If you have school-age children, I’m pretty sure you’ll agree with me that smaller schools are usually better. With fewer students, teachers have more time to focus on what specific children actually need to learn at their best, each child gets more one-on-one time, and there’s usually a much more family/community feel to the school as if you are all in this together.
However, there is such a thing as being too small. And far too many of our city schools are learning that all too well.
Take Chalmers School of Excellence on Chicago’s West Side, for example.
When the COVID-19 pandemic hit, school enrollment decreased, as you might have guessed. But now, even though the pandemic is pretty much over, the school is still missing nearly a third of its students, with no sign of regaining those lost any time soon.
A similar story is seen in numerous cities across the nation.
As a Chalkbeat/Associated Press analysis reports, more than one in five elementary schools in New York City had less than 300 students last year. That figure is closer to one in four for Los Angeles. In Chicago, nearly one in three schools see this. And in Boston, almost every other school has similar numbers.
Now, as I said before, small schools can be good. But at some point, being small can become a liability.
As Chalmers’ Principal Romian Crockett points out, “When you lose kids, you lose resources. That impacts your ability to serve kids with very high needs.”
Or just to serve kids in general.
Most school districts, Chicago included, receive money each year based on how many students they have. This means that fewer children in attendance mean less money. And less money to pay for fixed costs like building maintenance, a counselor, and the principal can quickly become a major struggle.
As schools continue to shrink, school budgets are tightening, classrooms are being closed, and the fear is that some schools, which are usually major community hubs, will be shuttered for good.
Yvonne Wooden, a member of Chalmer’s school council and woman whose own children and now grandchildren, attend the school, worries that “we will shut down when we have all worked so hard.” Besides, it “would really hurt our neighborhood.”
In some cases, districts will send money from larger schools to the smaller ones to help. As the Chalkbeat/AP analysis points out, Chicago gives smaller high schools an average of $19,000 yearly while larger schools get about $10,000.
But it’s still not enough in many cases.
As Chicago schools chief Pedro Martinez recently told the school board, “I love small schools, but small schools are very expensive.”
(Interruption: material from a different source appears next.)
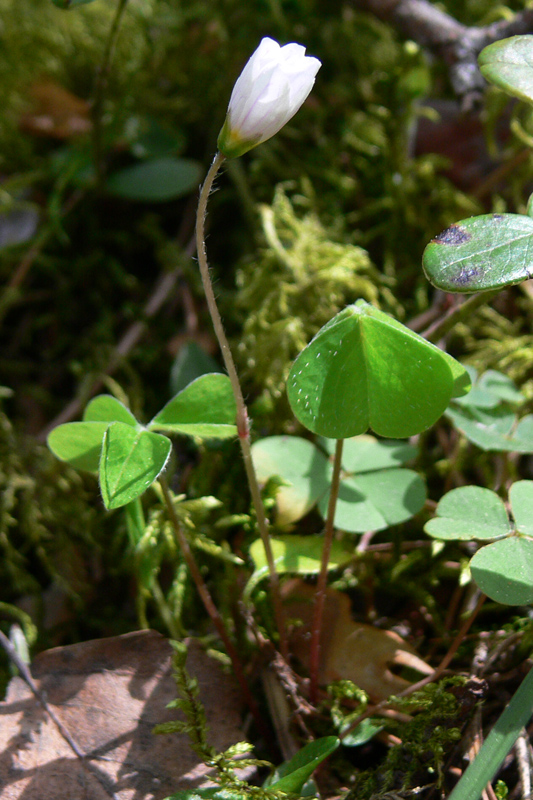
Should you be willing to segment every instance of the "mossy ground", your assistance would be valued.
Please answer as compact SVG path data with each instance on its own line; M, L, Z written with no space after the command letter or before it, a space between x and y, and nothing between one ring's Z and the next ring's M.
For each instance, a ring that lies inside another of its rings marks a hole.
M492 21L501 11L491 0L450 0L445 6L468 24ZM104 512L95 480L57 462L43 444L51 421L73 397L88 397L94 382L103 379L107 391L149 419L170 396L173 360L184 341L194 338L216 355L196 265L184 254L194 193L159 205L110 197L82 179L92 158L90 135L60 139L21 126L35 110L36 83L52 82L90 102L113 12L103 0L69 12L51 0L0 0L0 225L16 211L39 215L36 240L0 249L6 287L0 295L6 387L0 599L30 615L37 649L132 630L139 619L167 632L142 585L147 569L157 573L169 606L180 615L178 627L205 632L179 553L157 518L157 498L146 500L151 527L135 554L123 515ZM501 95L489 92L479 116L461 119L441 64L354 4L337 0L130 0L104 98L107 173L135 160L135 145L154 120L170 132L175 154L207 167L233 81L263 35L305 42L323 67L298 117L228 165L210 206L216 291L256 435L296 431L284 379L321 325L359 297L404 322L424 314L435 299L420 266L427 242L465 216L523 211L533 178L528 157L487 189L493 171L512 163L524 147L508 132ZM430 145L422 136L421 120L428 119ZM528 129L531 121L521 119ZM439 125L447 124L455 150L439 146ZM470 145L469 160L462 145ZM107 376L117 342L144 319L158 276L176 266L177 289ZM191 313L199 320L192 327ZM531 402L532 316L527 291L508 290L458 326L449 346L480 371L508 374ZM449 488L450 464L459 482L474 476L499 486L502 457L455 450L448 437L447 423L423 437L419 468L433 500ZM510 463L513 474L531 477L526 459ZM177 491L222 501L221 507L204 504L183 513L230 617L242 577L221 551L230 542L246 557L253 529L236 446L179 441L175 467ZM449 641L446 611L462 591L457 586L465 557L455 545L439 552L403 550L403 543L423 538L423 521L415 518L378 537L391 549L368 553L357 579L349 571L337 578L363 617L402 625L423 652L436 637L440 652ZM316 520L305 526L314 531ZM214 538L219 550L202 550L201 534ZM267 630L267 604L257 600ZM497 637L511 618L521 618L522 610L512 611L489 607L479 626ZM2 628L7 631L11 621L6 606ZM460 654L465 670L471 645ZM3 669L7 674L5 661ZM444 749L438 763L425 763L426 777L450 757L448 734L446 729L439 739ZM419 728L411 739L407 730L403 735L414 742ZM377 768L368 791L405 788L420 777L402 775L398 784L391 779L394 769L393 759Z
Plus, as with many, they can’t offer near what the larger schools can anymore.
For instance, Manley Career Academy High School costs about $40,000 per student, thanks to rising costs and fewer enrollments. As a result, the school now only serves 65 students in total. And it cannot offer nearly as many elective courses, extracurricular activities, or sports.
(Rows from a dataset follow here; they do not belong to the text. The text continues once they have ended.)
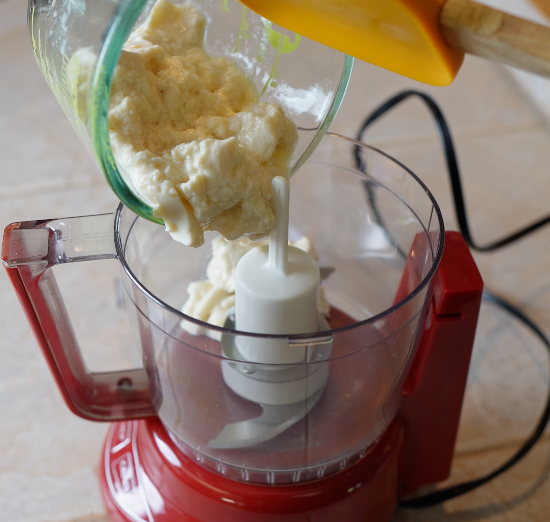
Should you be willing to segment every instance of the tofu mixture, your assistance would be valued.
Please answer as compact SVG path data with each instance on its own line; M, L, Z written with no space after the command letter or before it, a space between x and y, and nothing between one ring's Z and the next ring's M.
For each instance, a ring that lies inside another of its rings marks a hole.
M206 267L206 277L202 281L193 281L187 287L189 297L181 311L195 319L216 326L224 326L227 316L235 306L235 269L237 263L249 250L259 243L242 239L226 241L217 237L212 241L212 257ZM261 243L260 243L261 244ZM317 252L311 239L304 236L289 244L307 252L317 261ZM330 305L325 299L323 287L319 287L319 313L325 317L330 315ZM190 321L181 321L181 327L193 335L209 335L220 339L219 332L206 330Z
M119 170L192 247L205 230L230 240L270 231L271 180L288 175L298 139L232 61L206 53L205 28L193 4L158 0L122 50L109 105Z

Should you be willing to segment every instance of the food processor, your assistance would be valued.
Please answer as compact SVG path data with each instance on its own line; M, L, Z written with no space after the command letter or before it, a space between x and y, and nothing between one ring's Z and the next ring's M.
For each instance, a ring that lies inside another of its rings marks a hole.
M382 522L448 475L483 287L469 249L412 172L342 136L327 134L291 187L289 238L311 238L333 269L314 333L180 312L209 245L187 248L123 205L7 227L4 265L67 404L116 421L100 459L113 520ZM112 258L143 368L90 373L52 268ZM248 360L235 347L251 339L297 356Z
M100 483L113 521L388 522L399 499L449 474L483 282L413 172L326 132L350 58L238 2L197 3L206 48L237 60L298 126L283 228L315 246L328 317L262 333L250 307L223 326L180 311L216 235L197 249L173 241L108 137L113 70L144 0L30 1L42 71L122 203L13 223L2 261L68 407L112 422ZM71 57L86 46L98 59L83 84ZM57 265L105 259L120 262L141 368L89 371L55 282Z

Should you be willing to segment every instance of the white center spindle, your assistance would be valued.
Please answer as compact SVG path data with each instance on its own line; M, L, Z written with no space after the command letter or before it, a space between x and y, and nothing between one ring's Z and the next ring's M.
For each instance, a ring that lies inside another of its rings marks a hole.
M288 245L288 180L274 178L272 192L277 224L269 247L250 250L235 271L236 327L262 334L316 332L319 266L308 253ZM284 365L306 360L306 349L290 346L284 338L240 336L237 347L251 362Z

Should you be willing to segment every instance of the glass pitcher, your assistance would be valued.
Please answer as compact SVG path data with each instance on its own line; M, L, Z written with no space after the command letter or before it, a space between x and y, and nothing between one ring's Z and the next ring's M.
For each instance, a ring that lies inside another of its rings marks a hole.
M333 134L292 178L289 230L291 240L311 238L320 266L332 270L322 283L330 316L314 334L251 334L236 331L231 314L224 327L183 314L189 283L205 278L209 242L185 247L122 204L111 214L9 225L2 259L76 414L158 415L203 466L288 484L353 464L395 417L444 240L440 210L412 172ZM52 268L112 258L143 368L90 373ZM283 339L301 360L244 360L240 337Z
M255 84L261 101L277 102L297 125L298 144L291 158L295 172L336 115L353 59L272 24L237 0L194 3L209 20L205 49L236 61ZM28 25L48 85L111 188L136 214L161 223L125 183L125 173L113 157L107 122L111 81L122 46L152 5L152 0L30 0ZM97 61L71 61L81 48L89 48Z

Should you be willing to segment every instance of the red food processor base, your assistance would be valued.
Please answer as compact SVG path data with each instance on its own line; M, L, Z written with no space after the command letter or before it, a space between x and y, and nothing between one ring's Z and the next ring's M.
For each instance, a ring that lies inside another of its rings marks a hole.
M409 256L396 302L418 284L417 272ZM482 291L464 240L447 232L399 412L339 473L292 485L239 482L184 455L156 417L114 423L100 465L112 521L389 522L399 498L449 475Z
M397 503L403 426L394 421L348 469L304 484L260 486L196 464L160 421L114 423L101 460L101 489L113 522L388 521Z

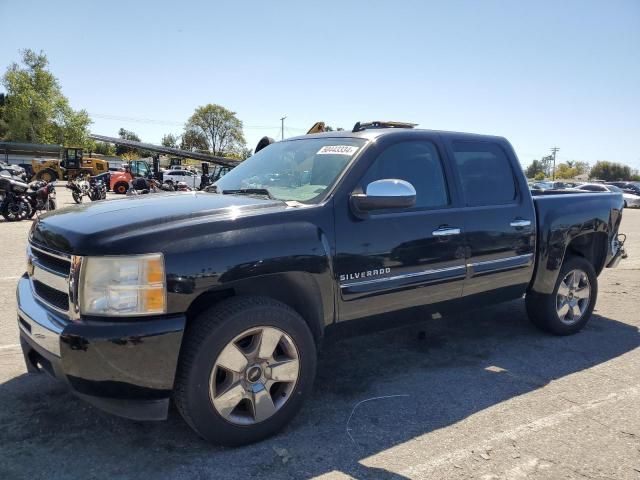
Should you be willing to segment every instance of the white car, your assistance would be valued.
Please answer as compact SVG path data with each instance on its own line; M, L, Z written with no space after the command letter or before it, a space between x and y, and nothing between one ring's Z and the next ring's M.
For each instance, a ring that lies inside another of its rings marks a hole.
M640 208L640 195L627 193L615 185L604 185L602 183L584 183L578 187L578 190L587 192L614 192L621 193L624 199L624 206L629 208Z
M194 190L197 190L200 186L200 175L189 170L167 170L162 174L162 180L171 182L174 185L178 182L184 182Z

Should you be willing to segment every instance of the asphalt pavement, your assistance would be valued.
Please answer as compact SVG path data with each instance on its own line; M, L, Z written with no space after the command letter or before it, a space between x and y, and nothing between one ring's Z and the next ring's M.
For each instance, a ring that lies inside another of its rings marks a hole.
M236 449L175 409L121 419L26 373L14 296L30 226L0 219L0 479L640 479L640 210L581 333L542 333L516 301L329 342L300 415Z

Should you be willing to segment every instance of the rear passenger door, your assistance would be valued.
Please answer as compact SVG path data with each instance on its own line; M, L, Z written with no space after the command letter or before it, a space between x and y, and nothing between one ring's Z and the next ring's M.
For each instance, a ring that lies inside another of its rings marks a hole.
M513 149L501 139L447 143L465 212L463 296L485 303L520 297L533 275L535 211Z

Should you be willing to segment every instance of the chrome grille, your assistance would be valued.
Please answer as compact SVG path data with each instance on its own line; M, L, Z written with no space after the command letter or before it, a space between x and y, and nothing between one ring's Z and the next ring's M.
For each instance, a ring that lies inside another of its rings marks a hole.
M69 311L71 256L29 243L28 273L36 298L53 310Z

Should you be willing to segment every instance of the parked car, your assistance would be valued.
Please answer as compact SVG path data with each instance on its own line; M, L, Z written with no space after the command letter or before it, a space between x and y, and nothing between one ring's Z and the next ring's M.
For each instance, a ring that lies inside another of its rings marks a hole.
M134 419L173 398L202 437L238 445L291 421L328 329L525 295L538 327L582 329L624 256L622 196L533 197L504 138L392 126L273 143L217 193L41 217L17 290L29 371Z
M614 192L622 194L624 199L624 206L629 208L640 208L640 195L635 193L629 193L622 190L620 187L605 183L585 183L578 187L578 190L586 190L588 192Z
M190 170L167 170L162 174L162 180L164 183L171 183L177 185L178 182L184 182L192 190L197 190L200 185L200 175Z
M607 185L615 185L629 193L640 195L640 182L607 182Z
M531 190L563 190L565 188L572 188L576 185L573 182L560 182L560 181L540 181L534 182L530 185Z

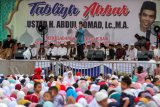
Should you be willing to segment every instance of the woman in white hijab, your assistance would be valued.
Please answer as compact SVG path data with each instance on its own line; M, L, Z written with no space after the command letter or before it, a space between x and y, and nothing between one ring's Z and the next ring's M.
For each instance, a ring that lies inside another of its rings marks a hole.
M63 82L64 82L64 83L67 82L67 83L70 83L70 84L74 84L74 83L75 83L75 80L74 80L72 71L68 71L67 74L68 74L68 75L65 75L65 76L64 76Z

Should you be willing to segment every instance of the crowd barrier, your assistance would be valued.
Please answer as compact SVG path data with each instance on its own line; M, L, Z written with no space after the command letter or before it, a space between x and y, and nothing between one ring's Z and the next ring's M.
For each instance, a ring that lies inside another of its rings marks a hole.
M52 70L55 75L62 75L66 69L81 72L82 75L98 76L100 73L132 74L138 66L147 70L155 63L147 61L53 61L53 60L1 60L0 72L2 74L28 74L34 73L34 68L41 67L43 73L47 74Z

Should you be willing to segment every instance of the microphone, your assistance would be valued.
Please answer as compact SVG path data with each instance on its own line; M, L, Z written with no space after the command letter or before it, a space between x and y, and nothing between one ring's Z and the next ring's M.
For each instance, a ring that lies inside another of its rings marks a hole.
M150 40L150 36L151 36L151 30L148 29L146 32L146 39Z

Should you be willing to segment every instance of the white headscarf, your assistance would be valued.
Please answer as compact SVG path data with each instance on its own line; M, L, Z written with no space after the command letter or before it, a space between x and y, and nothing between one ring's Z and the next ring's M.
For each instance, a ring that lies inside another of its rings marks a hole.
M16 107L16 105L17 105L16 101L11 101L9 102L8 107Z
M83 107L88 107L87 101L85 98L80 98L78 103L81 104Z
M4 87L3 87L3 90L4 90L5 96L10 96L10 89L9 89L8 86L4 86Z
M0 103L0 107L7 107L7 105L4 103Z
M71 77L71 78L68 77L68 74L69 74L69 73L72 74L72 77ZM67 82L67 83L70 83L70 84L74 84L74 83L75 83L75 80L74 80L72 71L68 71L68 72L67 72L67 75L64 76L63 82L64 82L64 83Z
M10 85L9 85L9 89L10 89L11 91L13 91L13 90L15 89L15 84L10 84Z
M2 87L9 86L9 85L10 85L10 83L8 80L3 80Z
M9 100L8 98L4 98L2 100L2 103L6 104L8 106L8 104L11 102L11 100ZM0 106L1 107L1 106Z
M25 93L23 91L18 91L17 92L17 101L24 99Z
Hal Woods of Kids First Chicago notes that the high cost is hardly worth the experience.
Even more problematic is that the schools most affected by enrollment issues seem to be those with more students of color. In Chicago, 50 schools were closed in 2013, with most located in primarily Black neighborhoods.
Thanks to state law, no school in Chicago can be closed or consolidated until 2025. But that brings little hope to schools in the district. As with many US school districts, they are still relying on federal relief money from COVID-19. But those funds will soon run out.
Those like Martinez will then be faced with a tough decision. Do you shutter the schools to keep others alive, upsetting whole communities and neighborhoods? Or try to keep them open, cutting budgets even more?
For now, Martinez is avoiding any talk of school closures. Instead, he says he wants the district to focus on how it can bring in more students and make schools and their campuses more attractive to families. School officials in New York City and Los Angeles have similar goals.
Of course, it wouldn’t hurt Democratic city leaders to stop their soft-on-crime ways that are ravaging these same communities and making them unappealing to those with young children.